Laura había dejado de fumar durante una larga temporada pero al emprender su nuevo trabajo inició otra vez el hábito.
Fumaba Marlboro antes de dejarlo, pero recuerdo que un día le vi con un paquete de L& M y al preguntarle el porqué del cambio me contestó que lo encontraba más intenso.
Ahora se me antojaba que todo era una sincronía: Laura y Miranda.

De un respingo me parapeté detrás del mostrador de chocolates que me cubría parcialmente y desde el que podía observar sus desplazamientos. Ambas eran ajenas a cualquier mirada, estando como estaban inmersas en aquel coqueteo seductor, fruto del embeleso.
Comencé a seguirlas de forma maquinal, abducida por una fuerza involuntaria que guiaba mis pasos tras ellas. Me mantenía a una distancia prudencial que me permitía ver su actividad sin riesgo de ser descubierta.
Las vi doblar una esquina y acercarse al KFC, pedir en la barra, coger el número y sentarse en una mesa a la espera del pedido. Me pareció que no era hora de comerse un pollo, y menos frito.
Vi desde mi rincón cómo les servían el alimento en los consabidos cartones grasientos y dos coca colas zero zero, la versión más descafeinada de la marca.
Comieron sin fijarse en la comida, con los ojos puestos la una en la otra. Al terminar no usaron las servilletas de papel reciclado, simplemente se chuparon los dedos recíprocamente.
Cuando se levantaron me volví a pertrechar en mi escondite y las vi pasar casi por delante de mí. Ellas iban a lo suyo.
Cogieron la rampa automática hacia su terminal e instintivamente fui detrás, poseída ya por completo.
Se detuvieron un momento en uno de los laterales y entraron al baño.
Ahí me descoloqué. ¿Qué hacía, seguía hacia adelante o me paraba en el mismo punto?
Sabía que si me paraba me arriesgaba a ser descubierta. Opté por seguir hasta el siguiente módulo y pararme en el stand de Bimba y Lola, desde donde se podía ver el transcurrir de la cinta y podría tomar posición de nuevo tras ellas.
No sabía todavía a qué puerta se dirigían y quería averiguarlo.

Al poco volvieron a entrar en escena, esta vez Miranda con los labios repasados de un rojo ardiente.
Me coloqué en posición de no ser divisada y continué la persecución.
En el número 69 se apearon de la cinta.

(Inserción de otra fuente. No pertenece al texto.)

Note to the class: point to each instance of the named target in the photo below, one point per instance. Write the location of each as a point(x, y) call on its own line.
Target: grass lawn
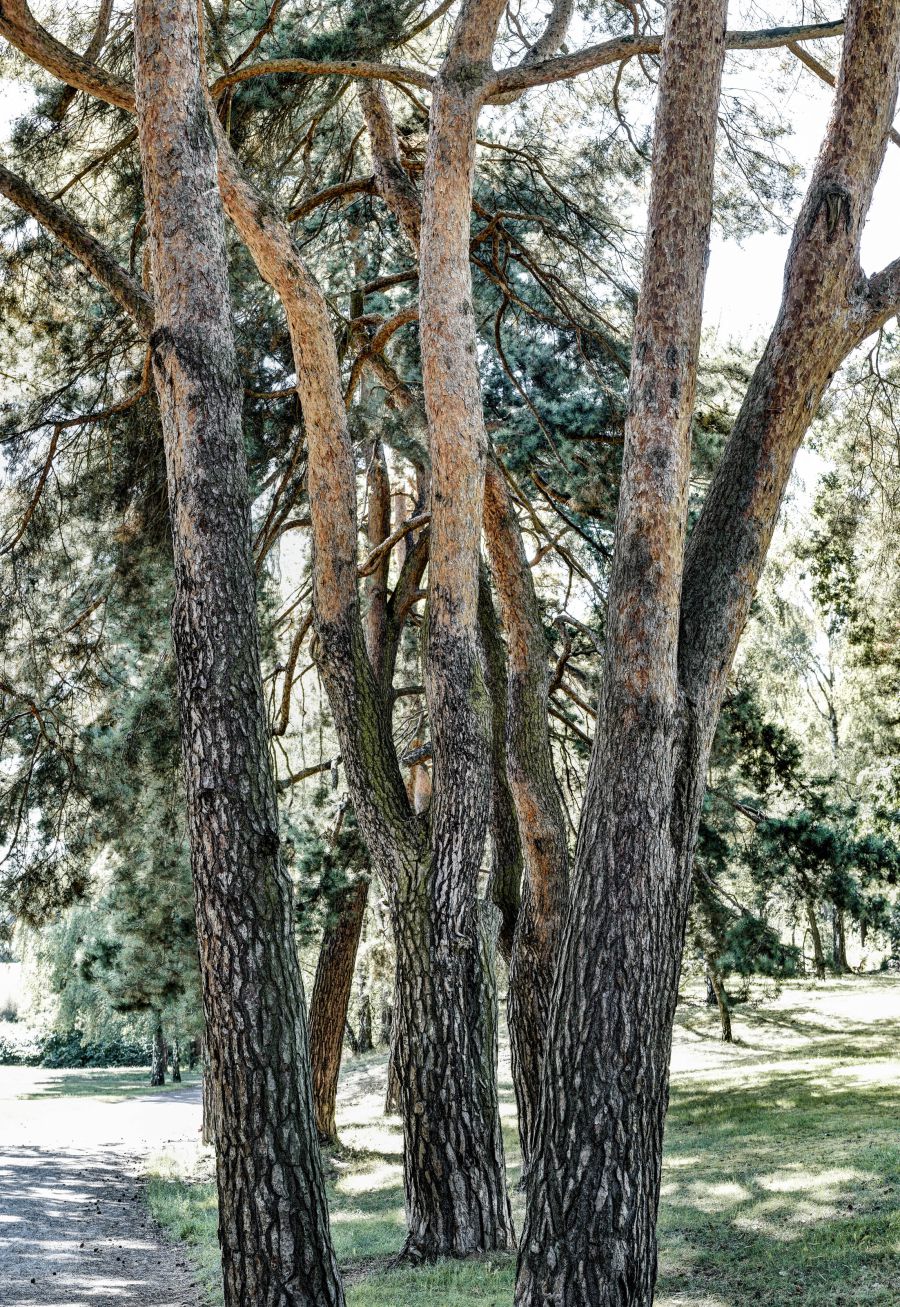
point(781, 1180)
point(111, 1084)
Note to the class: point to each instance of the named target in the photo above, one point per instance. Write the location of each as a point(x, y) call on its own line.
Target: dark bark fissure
point(329, 1003)
point(273, 1214)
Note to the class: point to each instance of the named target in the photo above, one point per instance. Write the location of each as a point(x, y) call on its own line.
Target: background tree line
point(429, 566)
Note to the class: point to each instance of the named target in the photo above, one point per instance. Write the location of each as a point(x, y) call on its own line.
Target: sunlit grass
point(111, 1085)
point(781, 1180)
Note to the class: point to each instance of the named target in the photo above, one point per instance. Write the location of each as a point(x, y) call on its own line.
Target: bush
point(68, 1048)
point(20, 1046)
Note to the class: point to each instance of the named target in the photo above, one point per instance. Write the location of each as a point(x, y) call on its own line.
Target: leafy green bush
point(20, 1046)
point(68, 1048)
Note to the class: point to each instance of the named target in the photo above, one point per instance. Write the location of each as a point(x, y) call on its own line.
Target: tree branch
point(630, 47)
point(827, 309)
point(76, 238)
point(363, 68)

Se dirigieron directamente a la puerta de embarque con destino a París. Una escapada romántica a la ciudad del amor, calculé.
Salté bruscamente de la cinta y me quedé varada en mitad del pasillo, frente a la entrada a su destino.

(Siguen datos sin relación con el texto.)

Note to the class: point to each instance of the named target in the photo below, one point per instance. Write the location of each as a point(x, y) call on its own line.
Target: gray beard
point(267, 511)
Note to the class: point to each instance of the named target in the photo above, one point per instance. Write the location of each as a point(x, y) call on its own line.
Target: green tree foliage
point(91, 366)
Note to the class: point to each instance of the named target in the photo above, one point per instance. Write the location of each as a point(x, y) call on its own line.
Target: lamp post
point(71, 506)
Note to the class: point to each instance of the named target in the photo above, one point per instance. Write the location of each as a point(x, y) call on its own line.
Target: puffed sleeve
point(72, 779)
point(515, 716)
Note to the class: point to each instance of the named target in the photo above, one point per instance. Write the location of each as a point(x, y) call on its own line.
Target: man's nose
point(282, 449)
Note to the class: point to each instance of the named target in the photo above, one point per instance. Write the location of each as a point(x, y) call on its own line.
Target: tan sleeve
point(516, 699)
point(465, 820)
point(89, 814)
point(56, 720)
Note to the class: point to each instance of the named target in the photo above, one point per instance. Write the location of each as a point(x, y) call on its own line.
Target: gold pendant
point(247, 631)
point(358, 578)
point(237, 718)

De repente vi cómo Laura en un gesto brusco giró la cabeza y me vio. Miranda que impulsivamente seguía andando, al percibir la ausencia de Laura se paró en seco y también me miró.
Yo me quedé congelada, como ocurre con la imagen en una pantalla. Laura, como en cámara lenta se fue aproximando hasta detenerse frente a mí.

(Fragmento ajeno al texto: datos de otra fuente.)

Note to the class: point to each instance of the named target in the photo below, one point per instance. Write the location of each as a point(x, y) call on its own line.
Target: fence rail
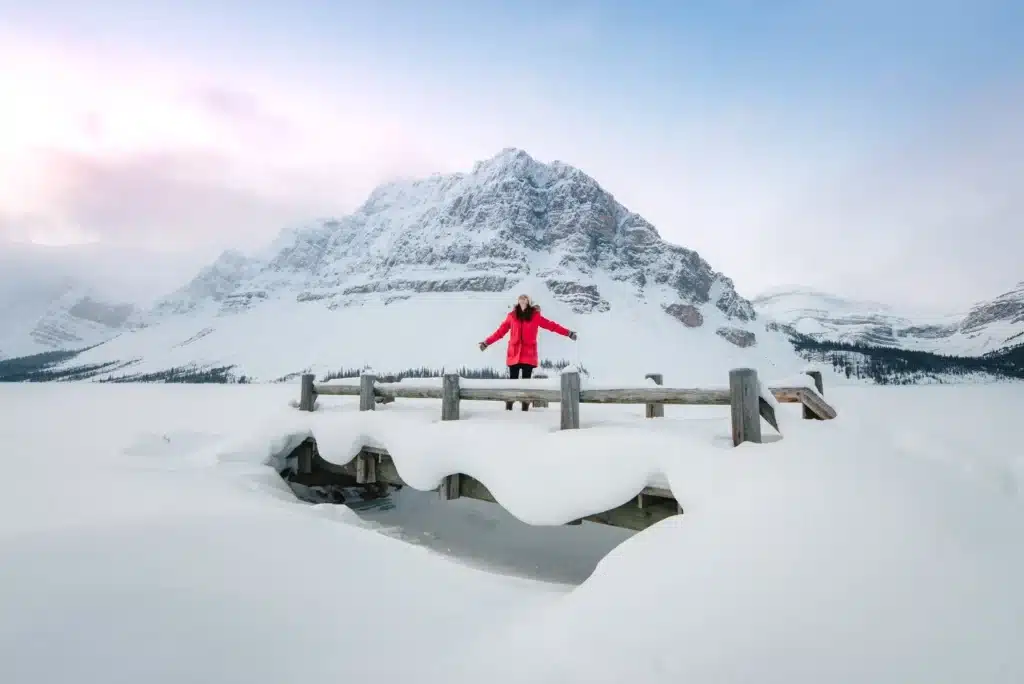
point(743, 395)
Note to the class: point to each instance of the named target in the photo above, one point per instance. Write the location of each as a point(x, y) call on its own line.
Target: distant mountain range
point(987, 327)
point(424, 269)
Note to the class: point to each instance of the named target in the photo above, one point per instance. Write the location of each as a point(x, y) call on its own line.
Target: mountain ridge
point(448, 254)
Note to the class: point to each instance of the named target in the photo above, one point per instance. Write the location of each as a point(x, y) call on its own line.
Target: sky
point(873, 150)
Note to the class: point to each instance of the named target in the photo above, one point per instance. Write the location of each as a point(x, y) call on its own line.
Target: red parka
point(522, 341)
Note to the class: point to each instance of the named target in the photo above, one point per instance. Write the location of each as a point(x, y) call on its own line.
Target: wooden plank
point(654, 410)
point(500, 394)
point(393, 391)
point(743, 402)
point(367, 401)
point(631, 517)
point(820, 385)
point(768, 413)
point(656, 395)
point(450, 397)
point(337, 390)
point(366, 468)
point(816, 403)
point(787, 394)
point(307, 394)
point(569, 401)
point(450, 487)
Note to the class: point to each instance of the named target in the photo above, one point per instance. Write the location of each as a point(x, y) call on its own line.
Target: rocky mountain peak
point(1007, 308)
point(509, 218)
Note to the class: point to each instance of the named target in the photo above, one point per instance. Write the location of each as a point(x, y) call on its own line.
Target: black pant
point(514, 371)
point(525, 369)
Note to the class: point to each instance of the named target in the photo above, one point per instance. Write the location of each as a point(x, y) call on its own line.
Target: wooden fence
point(742, 395)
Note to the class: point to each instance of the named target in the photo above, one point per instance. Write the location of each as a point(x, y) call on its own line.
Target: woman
point(524, 321)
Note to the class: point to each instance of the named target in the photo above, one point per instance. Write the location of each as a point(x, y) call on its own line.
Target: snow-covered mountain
point(58, 313)
point(987, 327)
point(426, 268)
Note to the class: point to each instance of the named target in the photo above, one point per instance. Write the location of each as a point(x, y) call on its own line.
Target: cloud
point(235, 109)
point(769, 188)
point(170, 201)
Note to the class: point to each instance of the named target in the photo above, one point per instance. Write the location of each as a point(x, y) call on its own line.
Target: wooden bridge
point(374, 469)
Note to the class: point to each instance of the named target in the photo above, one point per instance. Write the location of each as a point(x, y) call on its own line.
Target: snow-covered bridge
point(617, 477)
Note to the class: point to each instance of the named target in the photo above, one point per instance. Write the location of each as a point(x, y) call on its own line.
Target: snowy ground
point(143, 539)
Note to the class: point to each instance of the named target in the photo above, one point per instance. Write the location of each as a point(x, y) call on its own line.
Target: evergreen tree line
point(39, 368)
point(425, 372)
point(888, 366)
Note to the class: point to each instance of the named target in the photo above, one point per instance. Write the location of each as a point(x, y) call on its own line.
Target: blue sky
point(888, 131)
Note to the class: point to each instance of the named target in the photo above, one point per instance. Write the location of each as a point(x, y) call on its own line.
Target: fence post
point(541, 403)
point(818, 385)
point(744, 399)
point(307, 394)
point(569, 401)
point(450, 397)
point(655, 410)
point(367, 401)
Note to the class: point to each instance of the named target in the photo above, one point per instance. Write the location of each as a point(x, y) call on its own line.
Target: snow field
point(142, 536)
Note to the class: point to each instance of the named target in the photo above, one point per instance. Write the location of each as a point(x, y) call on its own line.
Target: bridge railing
point(743, 394)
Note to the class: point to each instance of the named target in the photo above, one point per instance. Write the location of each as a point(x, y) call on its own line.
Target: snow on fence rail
point(744, 394)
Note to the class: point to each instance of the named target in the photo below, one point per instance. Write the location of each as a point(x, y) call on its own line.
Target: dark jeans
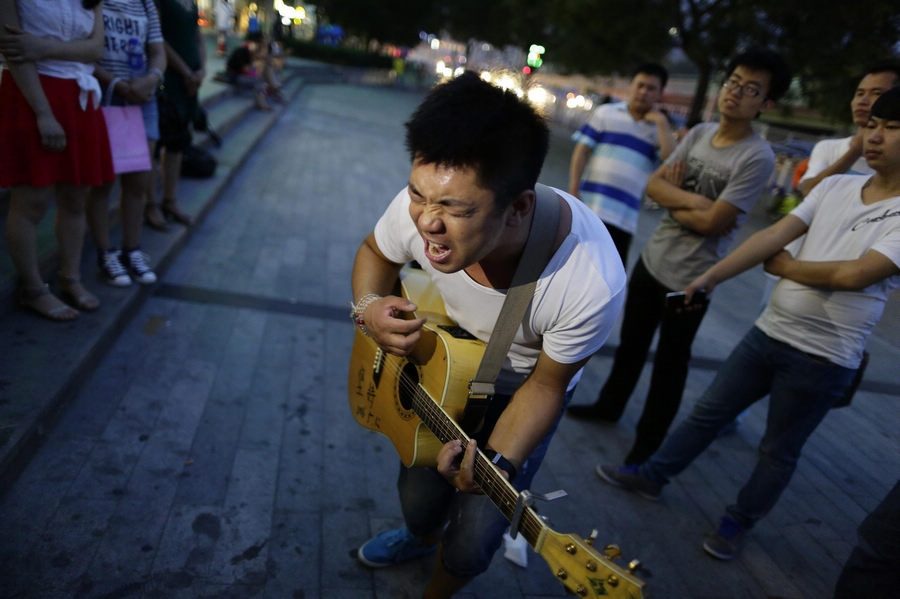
point(873, 569)
point(475, 526)
point(622, 239)
point(801, 388)
point(644, 312)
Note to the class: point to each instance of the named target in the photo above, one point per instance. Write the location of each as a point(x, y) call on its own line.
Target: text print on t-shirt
point(123, 37)
point(875, 219)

“¿Qué haces tú aquí?”, inquirió resolutiva. La voz no me llegaba a la garganta pero acerté a decir: “Me voy a Nueva Zelanda”
“Pues estás en la terminal errónea”, me respondió.

De pronto miré el reloj, eran las cinco de la tarde y mi vuelo despegaba a las cinco y media.
Me di media vuelta y volví a coger la cinta automática hacia el lado opuesto, con la esperanza de alcanzar la terminal correcta.